Close

Saving Research Software: Supporting Open Science

A pillar of Open Science

“Software should be considered a legitimate and citable product of research.” Software citation principles

“Non-reproducible single occurrences are of no significance to science.”

— Karl Popper, The Logic of Scientific Discovery, 1934

“Sometimes, when you do not have the software, you do not have the data.”

— Christine Borgman, JNSO 2018

Software has become a pillar of research, ubiquitous in all its fields: a large part of the technical and scientific knowledge being developed today is described in the software source code at a level of detail that is often needed to remove ambiguities that may exist in intuitive descriptions. The preservation of this universal body of knowledge is as essential as preserving research articles and data sets. 

We must preserve three main pillars: research articles that describe the results, the data sets used or produced, and the software source code that embodies the logic of the data transformation.

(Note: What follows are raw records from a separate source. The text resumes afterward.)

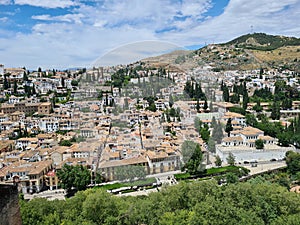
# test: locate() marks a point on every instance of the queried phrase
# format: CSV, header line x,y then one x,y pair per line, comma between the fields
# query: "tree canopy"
x,y
77,177
186,203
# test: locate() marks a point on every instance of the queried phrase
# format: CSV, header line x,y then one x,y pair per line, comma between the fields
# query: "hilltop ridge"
x,y
250,51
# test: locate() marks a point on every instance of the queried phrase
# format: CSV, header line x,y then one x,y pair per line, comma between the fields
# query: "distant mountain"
x,y
250,51
264,42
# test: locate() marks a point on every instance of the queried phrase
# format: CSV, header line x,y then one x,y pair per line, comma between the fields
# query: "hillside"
x,y
251,51
264,42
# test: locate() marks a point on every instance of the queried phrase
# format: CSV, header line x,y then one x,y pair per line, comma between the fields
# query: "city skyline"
x,y
65,33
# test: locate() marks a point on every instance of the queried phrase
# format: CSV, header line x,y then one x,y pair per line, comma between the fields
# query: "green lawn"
x,y
128,184
214,171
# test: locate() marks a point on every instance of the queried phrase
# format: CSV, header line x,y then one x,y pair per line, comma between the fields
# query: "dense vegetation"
x,y
264,41
187,203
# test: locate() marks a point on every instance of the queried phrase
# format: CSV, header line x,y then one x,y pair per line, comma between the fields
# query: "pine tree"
x,y
275,113
225,94
205,105
198,105
228,127
15,86
5,82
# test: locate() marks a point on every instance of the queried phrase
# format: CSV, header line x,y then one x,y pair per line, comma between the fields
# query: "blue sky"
x,y
72,33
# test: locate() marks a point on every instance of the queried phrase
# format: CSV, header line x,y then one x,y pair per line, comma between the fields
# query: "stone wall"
x,y
9,205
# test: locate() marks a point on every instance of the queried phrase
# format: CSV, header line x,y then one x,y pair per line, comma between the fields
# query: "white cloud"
x,y
5,2
3,19
87,32
71,18
47,3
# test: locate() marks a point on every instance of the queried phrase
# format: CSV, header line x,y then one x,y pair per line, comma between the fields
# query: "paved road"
x,y
266,166
50,195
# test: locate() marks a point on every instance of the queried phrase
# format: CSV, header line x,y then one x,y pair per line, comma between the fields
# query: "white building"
x,y
1,69
241,144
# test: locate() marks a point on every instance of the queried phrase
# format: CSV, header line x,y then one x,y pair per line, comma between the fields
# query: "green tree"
x,y
259,144
77,177
74,83
275,111
217,133
25,77
231,178
130,173
205,105
5,82
211,145
258,107
230,159
218,161
225,94
193,165
204,132
293,162
100,207
15,86
65,143
228,127
187,150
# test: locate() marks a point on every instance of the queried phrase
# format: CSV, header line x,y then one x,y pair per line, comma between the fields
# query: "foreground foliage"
x,y
187,203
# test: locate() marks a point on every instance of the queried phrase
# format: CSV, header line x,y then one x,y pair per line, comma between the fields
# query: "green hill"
x,y
264,42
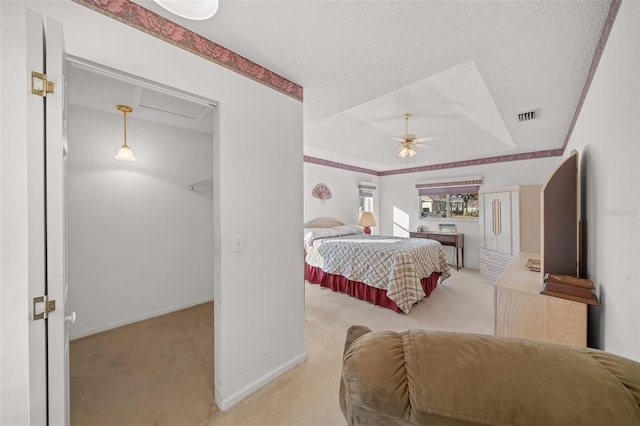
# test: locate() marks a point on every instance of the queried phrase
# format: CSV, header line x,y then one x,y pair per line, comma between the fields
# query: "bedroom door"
x,y
47,160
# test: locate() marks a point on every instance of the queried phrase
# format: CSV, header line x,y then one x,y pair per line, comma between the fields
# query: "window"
x,y
366,198
453,199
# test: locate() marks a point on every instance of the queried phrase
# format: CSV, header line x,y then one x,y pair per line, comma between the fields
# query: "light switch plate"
x,y
238,243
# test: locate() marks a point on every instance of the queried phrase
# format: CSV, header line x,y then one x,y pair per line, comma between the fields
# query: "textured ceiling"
x,y
462,68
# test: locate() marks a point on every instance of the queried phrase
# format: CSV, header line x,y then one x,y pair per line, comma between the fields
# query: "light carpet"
x,y
160,371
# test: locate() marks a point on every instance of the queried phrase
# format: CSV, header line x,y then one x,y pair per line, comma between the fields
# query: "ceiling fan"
x,y
407,142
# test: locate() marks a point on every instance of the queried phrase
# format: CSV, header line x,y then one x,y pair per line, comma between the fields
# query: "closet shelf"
x,y
203,184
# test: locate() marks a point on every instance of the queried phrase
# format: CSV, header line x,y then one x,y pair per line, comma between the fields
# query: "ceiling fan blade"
x,y
427,145
431,138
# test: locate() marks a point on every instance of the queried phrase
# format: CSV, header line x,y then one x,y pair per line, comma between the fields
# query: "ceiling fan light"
x,y
197,10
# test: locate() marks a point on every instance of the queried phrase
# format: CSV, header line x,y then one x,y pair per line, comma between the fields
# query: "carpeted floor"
x,y
160,371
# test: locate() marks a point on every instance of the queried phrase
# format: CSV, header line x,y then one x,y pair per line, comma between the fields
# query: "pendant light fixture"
x,y
125,153
197,10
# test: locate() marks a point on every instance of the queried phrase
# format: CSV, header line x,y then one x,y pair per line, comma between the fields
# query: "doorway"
x,y
140,234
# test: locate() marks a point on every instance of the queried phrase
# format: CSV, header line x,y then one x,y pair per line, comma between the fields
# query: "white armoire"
x,y
509,224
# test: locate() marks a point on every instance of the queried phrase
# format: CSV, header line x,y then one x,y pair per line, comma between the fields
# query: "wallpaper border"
x,y
153,24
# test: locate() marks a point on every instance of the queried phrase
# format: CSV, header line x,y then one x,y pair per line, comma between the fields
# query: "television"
x,y
560,219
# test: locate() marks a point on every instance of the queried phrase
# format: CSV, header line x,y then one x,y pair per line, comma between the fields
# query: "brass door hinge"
x,y
39,84
49,306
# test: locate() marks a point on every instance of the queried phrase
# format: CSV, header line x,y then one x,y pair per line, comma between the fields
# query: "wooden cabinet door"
x,y
503,208
489,221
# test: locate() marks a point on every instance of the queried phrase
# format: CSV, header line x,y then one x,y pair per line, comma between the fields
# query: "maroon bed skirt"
x,y
360,290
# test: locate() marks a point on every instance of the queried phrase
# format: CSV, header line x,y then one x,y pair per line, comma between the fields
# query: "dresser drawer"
x,y
493,264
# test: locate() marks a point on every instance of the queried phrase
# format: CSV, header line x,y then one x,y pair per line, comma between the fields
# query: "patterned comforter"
x,y
391,263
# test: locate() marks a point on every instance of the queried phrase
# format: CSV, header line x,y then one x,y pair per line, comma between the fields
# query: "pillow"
x,y
348,229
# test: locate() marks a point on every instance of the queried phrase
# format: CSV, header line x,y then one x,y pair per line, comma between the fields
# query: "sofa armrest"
x,y
354,332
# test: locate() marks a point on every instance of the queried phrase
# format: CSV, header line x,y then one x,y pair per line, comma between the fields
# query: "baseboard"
x,y
225,404
138,318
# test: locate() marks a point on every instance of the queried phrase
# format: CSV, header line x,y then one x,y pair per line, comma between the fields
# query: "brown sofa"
x,y
445,378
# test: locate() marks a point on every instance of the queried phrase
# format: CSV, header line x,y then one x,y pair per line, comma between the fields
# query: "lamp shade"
x,y
197,10
367,219
125,154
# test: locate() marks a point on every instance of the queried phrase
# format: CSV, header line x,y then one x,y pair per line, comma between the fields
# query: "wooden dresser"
x,y
455,240
521,311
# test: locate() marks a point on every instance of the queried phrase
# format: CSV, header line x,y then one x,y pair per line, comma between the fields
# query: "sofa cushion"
x,y
420,377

Relying on Software Heritage: benefits for researchers

A gigantic library integrated into the scholarly ecosystem

 

Software Heritage builds bridges between academia and the rest of the software world. The source code library collects all available source code and fosters partnerships for research software. Software Heritage collaborates with scholarly infrastructures, including institutional repositories, publishers, and aggregators to support the archival, reference, description, and citation of research software.

These collaborations are established to deposit software artifacts into the universal archive, exposing SWHIDs in the different infrastructures metadata records, exchanging curated metadata, and exporting citation information in common open formats like BibLaTeX and codemeta.json.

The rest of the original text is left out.